Mitigation measures to mitigate vulnerability have been delayed as businesses face competitive priorities.

“The safety team is overstretched, the engineering team focuses on transportation functions, and unless there is regulatory pressure or violations, solving the problem of “known issues” does not get the same attention.” Lei said.

Error fixes in the AI era

AI applications in particular introduce a different set of problems that complicate vulnerability repair.

“Many of them are quickly built, using new frameworks and third-party tools that have not been fully tested in production environments,” Lei said. “You have strange surfaces of attack, unpredictable models, and dependencies that teams cannot fully control.”

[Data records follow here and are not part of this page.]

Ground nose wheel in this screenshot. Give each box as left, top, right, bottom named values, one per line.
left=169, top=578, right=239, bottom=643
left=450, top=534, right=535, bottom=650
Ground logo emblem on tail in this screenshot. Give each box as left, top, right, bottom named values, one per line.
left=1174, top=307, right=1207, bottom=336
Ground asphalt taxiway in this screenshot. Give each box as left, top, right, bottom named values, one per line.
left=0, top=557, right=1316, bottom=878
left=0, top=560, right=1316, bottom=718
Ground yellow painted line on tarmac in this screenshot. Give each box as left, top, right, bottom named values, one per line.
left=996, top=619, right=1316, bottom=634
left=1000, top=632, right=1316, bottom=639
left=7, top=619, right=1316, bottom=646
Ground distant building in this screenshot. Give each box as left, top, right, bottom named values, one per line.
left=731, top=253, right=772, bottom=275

“So, even if you find vulnerabilities, solving them can be complex and time-consuming – assuming you even have internal expertise,” Ray added.

The generated AI application has two components: the application and the AI itself, usually an LLM, such as ChatGpt.

“Traditional application vulnerabilities are as easy to resolve as normal vulnerabilities; there is no difference,” said Inti de Ceukelaire, chief hacker officer of Bug Bounty Platform Intigriti.

For example, a Gen AI application can decide to use programming features to find certain documents. If there is a vulnerability in this programming feature, the developer can simply change the code.

In contrast, the vulnerability in LLM itself (the neural network or “brain” of AI) is “more difficult to fix because it is not always easy to understand why certain behaviors are triggered,” de Ceukelaire said.

“People might make assumptions, train or adjust the model to avoid this behavior, but you can’t be 100% sure the problem has been solved,” he said. “In that sense, comparing it to a traditional ‘patch’ might be a bit stretching.”

When asked by Intigriti’s comments, Cobalt said that its work and findings related to Gen Gen focused primarily on “verifying the integrity of the system supported by LLM, rather than evaluating the entire breadth of LLM’s trained behavior or output.”

Bug diversion

If the CISO wants to improve the remediation rate, it needs to make it easier for the team to determine a security fix. This could mean integrating security tools early in the development process, or setting performance metrics within the resolution time of the solution.

“It also means having clear ownership – someone responsible for making sure the vulnerability is actually fixed, not just the submission,” said Sparrow’s Lei.

Other experts believe that security professionals should focus their limited resources on the most risky vulnerabilities, such as the serious vulnerability of direct exposure to the Internet.

According to Tod Beardsley, accidental exposure and reduction of technical debt should also be given priority.

“Good penetration testing will help CISO identify areas where criminals may thrive, rather than simply listing a set of key vulnerabilities without context,” Beardsley told CSO.

Security teams are easily overwhelmed by the number of vulnerability that includes routine penetration tests (results from vulnerability scanning tools) as well as vulnerability tests (including regular penetration tests).

“It’s an information overload, and it’s really hard for the team to manage all of these issues and determine remedial measures based on the severity of the risk,” said Thomas Richards, director of infrastructure security operations at Black Duck, an application security testing company.

Like Runzero’s Beardsley, Richards believes that the results of the pen test need to be viewed in the right environment.

“When a report is obtained after a penetration test, the internal security team will review the report to determine its accuracy and what actions to take next,” Richards said. “This step does take time, but allows organizations to prioritize the highest risk first.”

The results of the vulnerability scanning tool need to be more cautious.

“We often find through automation tools that the default severity of output is not always accurate given other factors such as available exploits, network accessibility and other remedies to reduce the risk of vulnerability,” Richards explained. “Generally, even on critical systems, issues are patched.”